Hi I'm not sure where to start. I just turned 21 I am the mother of two, two year old twins a boy and girl. My life’s joy. I have a lot on my plate. I work and go to school and take care of them on my own the best way I know how. I am also trying to find love. I met this amazing guy who has a 5 year old son. This guy is everything he is sweet, kind, sexy, funny, and he goes to church every Sunday and wants to remain celibate until marriage. The only problem is he keeps telling me he is not in love with me and we have been dating for over a year. He tells me there are things I need to change about myself so that one day he will fall in love with me.

Then there is the twins' father. He is always drinking smoking marijuana and cursing with his buddies. It seems he only wants the twins around just to show that he has cute little toys. The last time I brought the twins over to his house he had some girl come to the door in nothing but a t-shirt with a cigarette in hand saying she would watch them until he came home from the store. He did not use to be this way he has gotten much worse. We broke up because he told me T.B.H if God let him choose any girl in the world it would not be me and I have to prove to him I'm the one. He also would not stop talking and hanging with his ex-girlfriends and telling his friends everything we do in bed.

I am disgusted at myself because I still feel a little love for my ex and a lot of love for my boyfriend. But neither of them really loves me. Why is it that all guys tell me I need to change? I really want to be a good mom and I want love also.

I know maybe this is not the right place to be venting this since I am not a real SM. I'm sorry.

Comments

Unfreakingreal's picture

The best way to be a good mom is to drop these losers and keep them away from your kids.
The only thing you need to change is how you view yourself. Clearly, you do not see your self worth. NO MAN will EVER be able to give you that. Walk away from any man who tells you you need to change in order for him to love you.
A man that loves you, will LOVE everything about you, even the quirks.

Sunflower1's picture

Welcome to the board. If your boyfriend says he does not love you and that you need to change in order for him to love you you should ditch him now. As for your ex, he seems to be the same. With only knowing part of your situation, I think you need to get some counseling to find out why you are being attracted to men who reject you. Work on yourself, finish school and wait for a man that will love you.

PeanutandSons's picture

Focus on your babies and finish your school. Love can wait, you have enough on your plate. Very few people in your age bracket are mature enough or emotionally ready to help your raise toddlers....or even be a good partner. Work on getting g your life in order and when you are ready to really date the dating pool will be much better for you and your kids.

PeanutandSons's picture

Look into a mommy group or a MOPS group in your area. You can find support and companionship in other places than a boyfriend. And really.....how much support are you really getting from these two guys. Other moms will help you feel less lonely and will give you far Kore support than immature guys who make you feel bad about yourself.

StepX2's picture

Oh my dear, you do have too much too soon going on but regardless, everyone that posted above has given you good advice.
You really do need to make you and your babies the #1 priority right now. You do sound like you have some self-esteem issues and I hope you do get some help with that but if you can't make yourself a priority, PLEASE make your kids a priority.

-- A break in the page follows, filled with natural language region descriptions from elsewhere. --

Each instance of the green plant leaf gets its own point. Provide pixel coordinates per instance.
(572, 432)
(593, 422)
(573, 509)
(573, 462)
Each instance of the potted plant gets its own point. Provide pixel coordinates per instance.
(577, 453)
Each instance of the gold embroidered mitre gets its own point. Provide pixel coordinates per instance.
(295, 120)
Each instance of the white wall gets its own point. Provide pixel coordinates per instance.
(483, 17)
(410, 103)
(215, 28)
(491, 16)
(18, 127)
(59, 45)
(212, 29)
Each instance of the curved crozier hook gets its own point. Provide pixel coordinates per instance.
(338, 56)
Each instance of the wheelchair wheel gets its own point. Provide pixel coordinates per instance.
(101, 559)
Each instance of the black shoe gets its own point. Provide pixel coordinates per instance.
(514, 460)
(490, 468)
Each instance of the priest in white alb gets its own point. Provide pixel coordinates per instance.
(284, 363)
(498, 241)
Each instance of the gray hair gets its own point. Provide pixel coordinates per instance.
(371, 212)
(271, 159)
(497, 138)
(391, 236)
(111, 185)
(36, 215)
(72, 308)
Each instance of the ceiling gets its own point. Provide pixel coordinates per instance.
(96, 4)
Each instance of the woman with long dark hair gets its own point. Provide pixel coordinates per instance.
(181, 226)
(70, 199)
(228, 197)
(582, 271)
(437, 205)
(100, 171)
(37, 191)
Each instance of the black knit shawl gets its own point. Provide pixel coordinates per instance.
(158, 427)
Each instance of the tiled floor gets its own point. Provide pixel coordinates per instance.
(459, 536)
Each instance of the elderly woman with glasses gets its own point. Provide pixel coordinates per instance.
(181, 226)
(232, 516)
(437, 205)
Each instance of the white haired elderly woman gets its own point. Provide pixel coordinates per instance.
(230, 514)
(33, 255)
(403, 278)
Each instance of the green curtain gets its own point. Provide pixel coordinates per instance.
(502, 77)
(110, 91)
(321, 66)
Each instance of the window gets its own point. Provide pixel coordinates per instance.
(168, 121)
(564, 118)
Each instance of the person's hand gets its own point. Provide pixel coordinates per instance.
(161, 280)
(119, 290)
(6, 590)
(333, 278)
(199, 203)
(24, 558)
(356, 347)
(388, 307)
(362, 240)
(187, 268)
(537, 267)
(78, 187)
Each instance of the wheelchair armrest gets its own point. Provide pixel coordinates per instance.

They need you right now more than you need to be in a relationship. It would be nice to have love but you really don't want to settle for anything less than the best. So many young women have such a poor view of themselves that they allow relationships that are horrible and perpetuate their feeling of no worth.

Please concentrate on being a wonderful mommy to your precious babies right now because they only have you making decisions that will affect their life. You only have one chance in life to be a good mom but all of your life for love. Who knows, you may find love when you least expect it and not even looking for it, but please get your self worth issues right so that you will only allow a worthy man in your life. A man who loves you as you!